I think OpenBLAS with ARMV7 kernel is not full optimized on your testbed. We just released OpenBLAS CortexA57 kernels for AArch64. Meanwhile, I want to introduce OpenVML project. https://github.com/xianyi/OpenVML We implement powx, exp on vector by ARM Neon instructions.
@xianyi Is it support CortexA57 only?can i try it on A72?
You can try it on A72 by make TARGET=CORTEXA57
.
@zif520 i think Galaxy S6 comes with Mali T760 MP8. According to http://kyokojap.myweb.hinet.net/gpu_gflops/, the peak gflops is 200. I also ran a benchmark, and got something close to ~74 GFlops.
@strin perhaps the benchmark only use 4 cores, http://kyokojap.myweb.hinet.net/gpu_gflops/ is right for kirin 950
@xianyi I had tested on caffenet ,it will cost 300ms ,4 cores target=A57 and openmp, but EIGEN only cost 200ms with 4 cores
@zif520, thank you for the testing.
@zif520 is the above result with OpenCL on ARM?
@bhack I'm interested in the gsoc thing
@edgarriba Try to ask to @naibaf7 if you can give some contribution in the meantime.
@bhack @naibaf7 oki!
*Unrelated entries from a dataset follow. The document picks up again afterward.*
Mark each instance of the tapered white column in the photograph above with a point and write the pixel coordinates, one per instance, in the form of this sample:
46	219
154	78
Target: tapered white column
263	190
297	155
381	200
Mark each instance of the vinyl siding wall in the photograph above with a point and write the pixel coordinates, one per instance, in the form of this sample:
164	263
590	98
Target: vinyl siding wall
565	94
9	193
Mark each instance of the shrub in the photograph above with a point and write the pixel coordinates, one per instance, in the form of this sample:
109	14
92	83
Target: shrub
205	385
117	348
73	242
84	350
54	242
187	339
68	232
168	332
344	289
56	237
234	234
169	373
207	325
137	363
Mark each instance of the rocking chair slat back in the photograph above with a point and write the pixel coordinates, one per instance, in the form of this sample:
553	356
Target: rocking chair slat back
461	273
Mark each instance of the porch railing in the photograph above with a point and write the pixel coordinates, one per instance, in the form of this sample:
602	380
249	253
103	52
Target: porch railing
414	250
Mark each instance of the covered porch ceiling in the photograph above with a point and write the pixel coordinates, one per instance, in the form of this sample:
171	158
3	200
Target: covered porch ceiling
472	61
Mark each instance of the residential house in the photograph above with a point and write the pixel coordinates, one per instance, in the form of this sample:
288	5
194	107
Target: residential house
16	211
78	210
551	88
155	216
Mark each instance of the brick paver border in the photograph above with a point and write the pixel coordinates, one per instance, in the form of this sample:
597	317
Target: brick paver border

But what you are suggesting is an update for Caffe with OpenCL, right? I'm not sure how will fit in OpenCV since as I understood it has an own implementation of Caffe. I'm also interested in the training part at the same abstraction level as they do in Keira, lasagne, among others. Not sure if it will work. If you want we can discuss that in the forum.
@edgarriba I've added @naibaf7 to the group. Please ask there.
@jainanshul is arm support opencl? i had see that arm will support it future, my test is base on neon
@zif520 some arm vendors do provide opencl implementations.
@jainanshul Can you give some examples for that?
@bhack @naibaf7 nice! just posted there
@zif520 newer qualcomm's snapdragon support opencl on ARM
@naibaf7
I'm working on an own implementation of convolutions for OpenCL to make it faster while also reducing memory usage. I think this should also help on ARM/Android devices.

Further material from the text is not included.